My favorite memories of St. Stephen's Green are feeding the ducks with my children and laughing with them at all the Irish with their umbrellas. It is a common sight to see an Irishman walking down the street and begin changing directions every few feet trying to prevent the wind from taking the umbrella or turning it inside out.  Eventually, when the umbrella was ruined, it would be abandoned on the street.  Discarded broken umbrellas were not a rare sight on the streets of Dublin.

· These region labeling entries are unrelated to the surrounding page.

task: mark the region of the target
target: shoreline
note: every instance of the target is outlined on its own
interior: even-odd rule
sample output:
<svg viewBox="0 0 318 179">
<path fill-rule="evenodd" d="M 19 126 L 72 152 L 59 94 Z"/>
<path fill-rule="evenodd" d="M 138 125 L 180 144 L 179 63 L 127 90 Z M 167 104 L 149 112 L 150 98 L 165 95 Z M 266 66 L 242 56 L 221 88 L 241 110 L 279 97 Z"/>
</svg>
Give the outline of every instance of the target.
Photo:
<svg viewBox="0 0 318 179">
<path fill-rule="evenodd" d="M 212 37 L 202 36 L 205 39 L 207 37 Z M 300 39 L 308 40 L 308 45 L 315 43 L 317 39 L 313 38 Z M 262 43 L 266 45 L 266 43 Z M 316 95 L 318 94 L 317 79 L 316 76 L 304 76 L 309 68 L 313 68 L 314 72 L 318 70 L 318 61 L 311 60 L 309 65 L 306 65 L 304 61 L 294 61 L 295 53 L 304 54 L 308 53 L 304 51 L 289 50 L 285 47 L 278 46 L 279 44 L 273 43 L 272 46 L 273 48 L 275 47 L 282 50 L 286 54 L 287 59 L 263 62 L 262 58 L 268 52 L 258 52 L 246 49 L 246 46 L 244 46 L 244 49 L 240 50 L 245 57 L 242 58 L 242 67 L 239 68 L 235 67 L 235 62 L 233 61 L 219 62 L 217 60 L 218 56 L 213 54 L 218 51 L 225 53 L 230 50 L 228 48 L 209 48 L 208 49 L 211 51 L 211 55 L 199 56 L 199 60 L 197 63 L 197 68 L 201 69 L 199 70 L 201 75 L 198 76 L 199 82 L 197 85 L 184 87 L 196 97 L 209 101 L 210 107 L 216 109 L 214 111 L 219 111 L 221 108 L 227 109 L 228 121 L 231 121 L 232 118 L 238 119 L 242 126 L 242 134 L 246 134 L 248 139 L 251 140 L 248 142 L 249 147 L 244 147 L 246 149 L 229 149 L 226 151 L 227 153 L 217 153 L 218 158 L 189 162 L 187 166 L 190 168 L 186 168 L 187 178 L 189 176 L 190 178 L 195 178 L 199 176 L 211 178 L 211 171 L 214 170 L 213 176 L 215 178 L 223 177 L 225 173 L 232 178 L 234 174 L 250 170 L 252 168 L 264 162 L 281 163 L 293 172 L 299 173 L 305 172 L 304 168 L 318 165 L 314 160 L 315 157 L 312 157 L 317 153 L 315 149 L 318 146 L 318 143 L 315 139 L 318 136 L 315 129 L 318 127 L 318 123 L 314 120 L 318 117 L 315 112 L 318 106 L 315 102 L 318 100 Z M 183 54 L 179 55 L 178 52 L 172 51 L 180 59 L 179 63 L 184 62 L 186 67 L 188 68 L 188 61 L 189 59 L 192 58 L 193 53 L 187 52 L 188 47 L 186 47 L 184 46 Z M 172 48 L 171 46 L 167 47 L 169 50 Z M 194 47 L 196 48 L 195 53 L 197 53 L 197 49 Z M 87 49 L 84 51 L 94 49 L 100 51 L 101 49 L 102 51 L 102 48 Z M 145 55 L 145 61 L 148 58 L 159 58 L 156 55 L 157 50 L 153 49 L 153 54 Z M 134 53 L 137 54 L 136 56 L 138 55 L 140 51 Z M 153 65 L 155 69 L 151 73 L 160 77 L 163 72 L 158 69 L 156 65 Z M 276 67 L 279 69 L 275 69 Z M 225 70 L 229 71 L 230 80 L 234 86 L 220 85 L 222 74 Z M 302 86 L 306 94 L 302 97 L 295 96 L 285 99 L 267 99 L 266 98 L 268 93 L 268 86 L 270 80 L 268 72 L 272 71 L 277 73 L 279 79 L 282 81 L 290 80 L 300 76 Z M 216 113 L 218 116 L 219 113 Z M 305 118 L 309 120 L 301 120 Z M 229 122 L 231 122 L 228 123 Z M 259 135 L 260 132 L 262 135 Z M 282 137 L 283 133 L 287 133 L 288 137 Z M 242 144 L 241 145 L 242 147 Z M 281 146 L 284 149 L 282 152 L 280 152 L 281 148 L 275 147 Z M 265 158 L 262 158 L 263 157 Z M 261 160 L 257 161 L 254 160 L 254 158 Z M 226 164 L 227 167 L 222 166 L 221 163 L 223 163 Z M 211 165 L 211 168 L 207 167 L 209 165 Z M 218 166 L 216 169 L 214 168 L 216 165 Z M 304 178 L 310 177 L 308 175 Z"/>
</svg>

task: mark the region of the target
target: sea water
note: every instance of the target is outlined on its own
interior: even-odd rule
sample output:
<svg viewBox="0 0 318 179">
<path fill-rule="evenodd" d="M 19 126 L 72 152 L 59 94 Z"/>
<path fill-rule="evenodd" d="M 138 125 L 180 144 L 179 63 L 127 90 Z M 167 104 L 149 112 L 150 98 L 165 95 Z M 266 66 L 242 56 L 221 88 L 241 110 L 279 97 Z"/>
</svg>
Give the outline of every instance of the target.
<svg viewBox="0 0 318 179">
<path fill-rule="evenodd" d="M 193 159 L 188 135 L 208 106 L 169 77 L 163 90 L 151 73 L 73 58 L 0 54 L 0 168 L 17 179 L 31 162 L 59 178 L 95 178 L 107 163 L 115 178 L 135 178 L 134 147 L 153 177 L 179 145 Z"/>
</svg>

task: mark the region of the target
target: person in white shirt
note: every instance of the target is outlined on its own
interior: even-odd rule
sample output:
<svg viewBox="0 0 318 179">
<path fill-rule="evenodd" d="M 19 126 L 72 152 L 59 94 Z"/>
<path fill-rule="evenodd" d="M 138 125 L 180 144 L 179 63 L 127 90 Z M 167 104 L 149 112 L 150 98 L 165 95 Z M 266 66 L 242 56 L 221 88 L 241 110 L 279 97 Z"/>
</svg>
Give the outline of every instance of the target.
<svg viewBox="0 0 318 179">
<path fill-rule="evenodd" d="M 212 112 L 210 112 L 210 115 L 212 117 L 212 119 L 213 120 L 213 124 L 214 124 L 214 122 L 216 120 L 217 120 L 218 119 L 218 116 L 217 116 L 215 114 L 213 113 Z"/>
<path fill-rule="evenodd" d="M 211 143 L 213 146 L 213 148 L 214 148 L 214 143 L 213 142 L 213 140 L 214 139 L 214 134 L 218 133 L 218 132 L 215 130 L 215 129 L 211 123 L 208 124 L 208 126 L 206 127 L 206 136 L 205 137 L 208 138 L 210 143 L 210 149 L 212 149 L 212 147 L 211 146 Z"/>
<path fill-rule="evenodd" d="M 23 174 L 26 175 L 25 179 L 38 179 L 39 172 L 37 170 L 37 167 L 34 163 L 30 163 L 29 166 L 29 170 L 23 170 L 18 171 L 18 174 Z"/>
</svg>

I wish I had Frances Murphy's recipe for this dish because she was such a wonderful cook, but I was young and not yet cooking when she died so I have lost all her recipe treasures, and it is a great loss. This recipe is a combination of two from my mother's cookbooks.  One is from Cheese, a cookbooklet written by Bobbe Wooldridge in 1981 and published by Wellspring in Hellam, PA.  The second is from Betty Crocker's Picture Cook Book: Revised and Enlarged.  This is the open cookbook I keep in the bookholder in my kitchen today.  In the front of this cookbook, my mom wrote that it was a Christmas gift from her mother-in-law in 1956.  It was her bible, but she loved cookbooks and collected them as souvenirs in all her travels.  She had so many she had a closet made into an enclosed bookcase for all her beloved cooking tomes.  In the warmer months she loved to sit on her screened porch or patio and in the cold Adirondack winter months she sat in a wicker chair in the sunny den window pouring over her recipe collections.  Her very first cookbook, America's Cook Book compiled by The Home Institute of The New York Herald Tribune in 1940, was also from her mother-in-law given as a Christmas present eleven years earlier in the first year of her marriage to my dad.  My grandmother, Mary Anne Abry, must have wanted to be sure her son was fed properly!  She was a great cook, a German woman who had some wonderful recipes.  I will include some of them in future posts.  And one last thought on my mother's cookbooks--I love looking through them because she used them to store her treasures.  In each one, there is an anniversary card from my dad speaking of his love for her, a birthday card from my sister Paige when she was 8, a handmade Christmas card from me when I was 6, a letter from my sister when she was away at college her first year, or a note from me asking about purchasing a white blouse for school while I was vacationing on Long Island for a few weeks during the summer when I was 12. Combined, it is a veritable treasure chest of memories.

Irish Welsh Rarebit

Ingredients:

½ cup of stale beer  [An open beer container will become stale in a few hours.]
2 egg yolks
16 oz. of extra sharp yellow Cheddar cheese, grated [Be sure to use an extra sharp cheddar.]
2 tbsp. of butter
1 tsp. of Worcestershire sauce
½ tsp. of dry mustard
18  tsp. of black pepper
Pinch of salt
½ cup of heavy cream
4 thick slices of buttered toasted artisan bread

Preparation:

Beat the beer and egg yolks together.  Place the cheese and butter in top of a double boiler [or in a pan over boiling water making sure the water does not splash into the top pan] and stir until melted and well-blended.  Add the seasonings.  Slowly add the beer and egg mixture, stirring just until hot.  Last, add the heavy cream, again stirring until just hot.  Remove from the heat.  Pour over warm toast and serve.  Some variations: place a thick, ripe garden tomato slice on each toast before covering with the cheese sauce.  A bacon strip, bacon crumbles, anchovies, or sausage links could also be added on top of the cheese.  Betty Crocker® suggested substituting ginger ale for the cream.  I am a purist when it comes to Irish Welsh Rarebit, but that is just a personal preference.  And Stouffer's® will forever have to take a back seat to this recipe.